Data Cleansing: An Unglamorous Necessity

By Mike Varney

“Garbage in, garbage out” – a common phrase in the data science world, and for good reason. Whilst we may believe they are, or wish them to be, computers are not magic. They’re superfast at what they do, but until technology takes a significant (and potentially scary) leap forward, you’ll only get from them exactly as much as you put in – and dealing with datasets is no different.

In the eight years as EasySAM’s senior data analyst, I’ve seen datasets on both ends of the quality spectrum – and everything in between. Comprehensive. Precise. Detailed. Lacking. Flawed. No matter how you might describe what is in front of you, one thing never changes: to accurately reflect reality, every data source (regardless of where it originated from or its assumed accuracy) must be reviewed and cleansed before it can be used for its intended purpose.

And today, we’re going to look through the cycle involved in getting that data squeaky clean.

What are we looking for?

With so many resources available for data collection on a seemingly infinite number of subjects, and the variance in quality across these sources so unpredictable, it is all too easy for issues to appear. For our SAM engagements, we’ll typically use 3 or 4 different sources from the dozen we frequently use – from baselining (Active Directory) to specific SAM tools (Flexera, SNOW, Xensam) and other useful applications (JAMF, RVTools, Smarter365).
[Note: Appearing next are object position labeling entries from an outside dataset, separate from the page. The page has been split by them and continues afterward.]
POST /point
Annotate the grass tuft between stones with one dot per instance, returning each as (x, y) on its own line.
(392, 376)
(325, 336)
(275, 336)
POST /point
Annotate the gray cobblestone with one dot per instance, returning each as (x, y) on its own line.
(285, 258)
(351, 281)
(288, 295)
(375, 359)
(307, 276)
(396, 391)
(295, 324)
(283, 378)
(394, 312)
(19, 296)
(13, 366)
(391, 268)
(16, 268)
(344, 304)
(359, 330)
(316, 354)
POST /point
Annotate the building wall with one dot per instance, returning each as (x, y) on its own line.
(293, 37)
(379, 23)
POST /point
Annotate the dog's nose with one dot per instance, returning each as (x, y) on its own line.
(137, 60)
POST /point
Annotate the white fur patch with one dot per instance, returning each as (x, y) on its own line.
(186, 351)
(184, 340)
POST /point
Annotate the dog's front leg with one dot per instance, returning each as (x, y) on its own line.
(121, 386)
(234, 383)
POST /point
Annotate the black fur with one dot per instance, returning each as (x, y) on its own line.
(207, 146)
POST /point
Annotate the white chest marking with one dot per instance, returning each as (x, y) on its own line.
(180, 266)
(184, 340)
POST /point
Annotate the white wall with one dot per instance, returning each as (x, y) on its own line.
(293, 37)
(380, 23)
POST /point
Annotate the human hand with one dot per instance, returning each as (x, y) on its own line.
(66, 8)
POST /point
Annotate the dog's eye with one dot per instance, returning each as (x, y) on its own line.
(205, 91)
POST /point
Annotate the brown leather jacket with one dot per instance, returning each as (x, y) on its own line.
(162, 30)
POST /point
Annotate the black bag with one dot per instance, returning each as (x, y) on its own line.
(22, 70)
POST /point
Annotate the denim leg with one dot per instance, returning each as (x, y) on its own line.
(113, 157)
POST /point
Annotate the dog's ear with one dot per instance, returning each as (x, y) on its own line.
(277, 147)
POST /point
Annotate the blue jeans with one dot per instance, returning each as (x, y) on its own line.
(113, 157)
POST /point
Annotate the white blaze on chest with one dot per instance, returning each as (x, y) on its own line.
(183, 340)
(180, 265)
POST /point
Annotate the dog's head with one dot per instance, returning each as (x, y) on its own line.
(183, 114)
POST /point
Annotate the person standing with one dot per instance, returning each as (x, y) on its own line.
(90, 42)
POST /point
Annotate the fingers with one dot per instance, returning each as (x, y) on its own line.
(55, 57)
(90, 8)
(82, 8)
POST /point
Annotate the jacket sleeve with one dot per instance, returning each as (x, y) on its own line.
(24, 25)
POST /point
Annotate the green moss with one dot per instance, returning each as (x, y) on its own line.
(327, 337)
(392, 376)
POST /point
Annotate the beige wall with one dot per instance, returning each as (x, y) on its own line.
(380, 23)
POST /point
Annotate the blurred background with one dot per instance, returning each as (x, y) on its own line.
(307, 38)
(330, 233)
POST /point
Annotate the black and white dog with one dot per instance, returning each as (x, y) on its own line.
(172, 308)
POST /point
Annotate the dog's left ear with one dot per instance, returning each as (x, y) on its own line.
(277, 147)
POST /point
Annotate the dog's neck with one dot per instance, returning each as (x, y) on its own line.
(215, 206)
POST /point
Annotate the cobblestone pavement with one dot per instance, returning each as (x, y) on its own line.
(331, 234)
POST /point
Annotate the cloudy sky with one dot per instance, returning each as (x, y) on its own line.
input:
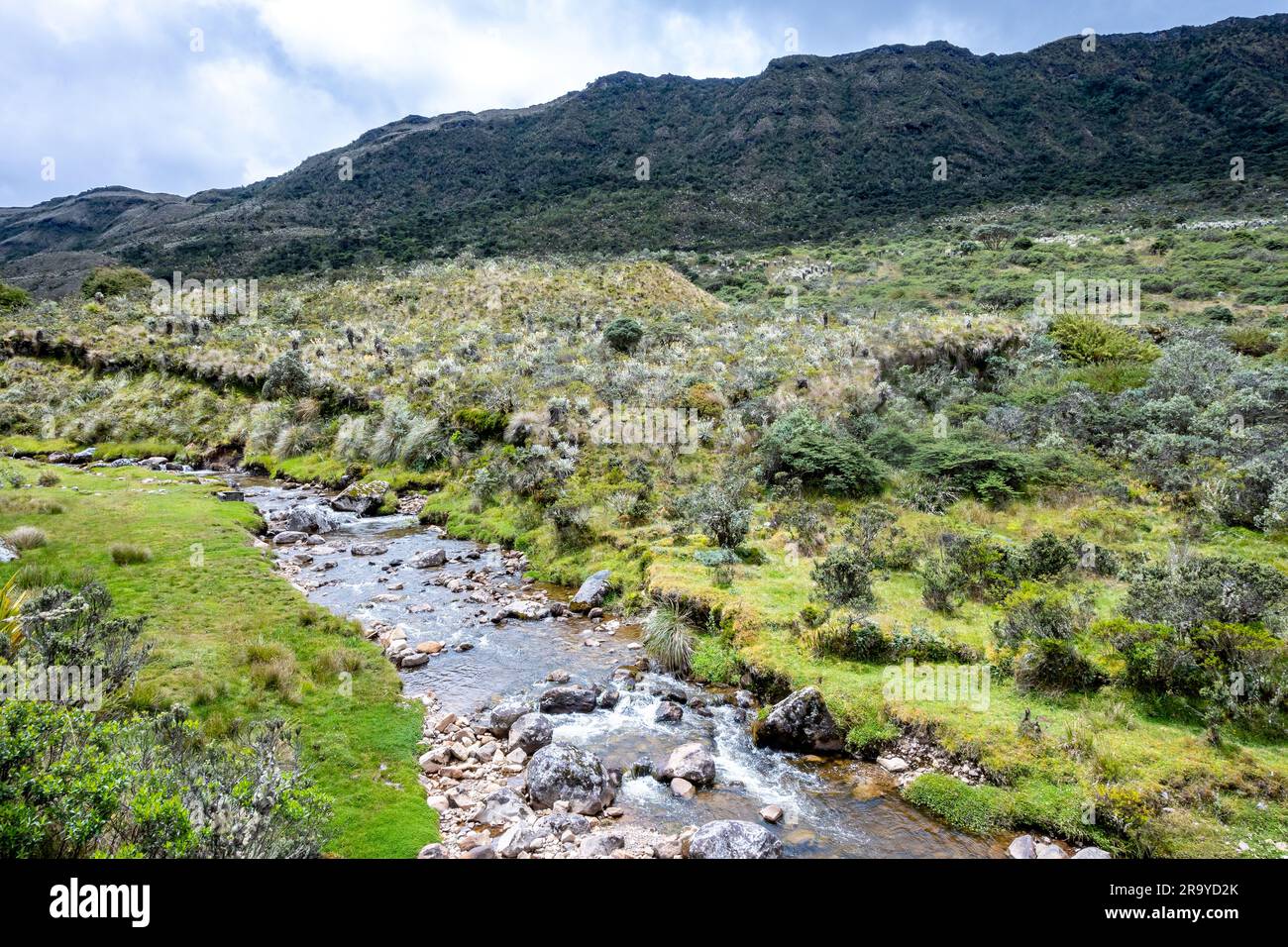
(180, 95)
Whatever you’re using though, don’t get too comfortable. The capture of your data may be automated; where quality checks can be missing, leading to consistency issues. If you’re working with multiple datasets that have some crossover (as EasySAM do), there will be duplicates to contend with. And some data simply comes from unreliable sources, where what you see on screen just can’t be trusted.

Input Errors:

Data entry is often a manual process completed by a human, and even the most thorough of us are susceptible to entering the “wrong” information. A simple mistype here, or a misunderstanding there and you’re already on the back foot. Do this ten times in ten different ways, and your data starts becoming very messy, very quickly. Open-ended fields (such as free text) can be the biggest culprits of this, where two values (for example, “No” and “N”) may be identical to an end user, but a computer won’t interpret them this way.

Errant Capture:

Errors are not exclusive to humans, with machines capable of malfunctioning at any time too; and producing values outside of an accepted range. A computer won’t have 64 processors in it. Its last usage date won’t have been 01/01/1900. Humans should easily catch these errors, but computers will no doubt miss them if they fit the mould of the required data type (unless a permitted range has been coded to check for such errors).

Duplicates:

To ensure a comprehensive dataset, it’s always preferable to gather as much data as possible; but that leads to a high probability of duplication across the collected data. Often, this is not a simple issue to resolve. If there is even just one character difference in a device name, a computer (and possibly a human too) won’t recognise this as a duplicate, even if it turns out they are one and the same.

Lack of Standardisation:

When using multiple data sources, finding a lack of standardisation between them is common. To achieve a satisfactory result, all data that is similar needs to be streamlined for ease of use in whatever its intended purpose is. An easy observation to make, but not always an easy solution to implement.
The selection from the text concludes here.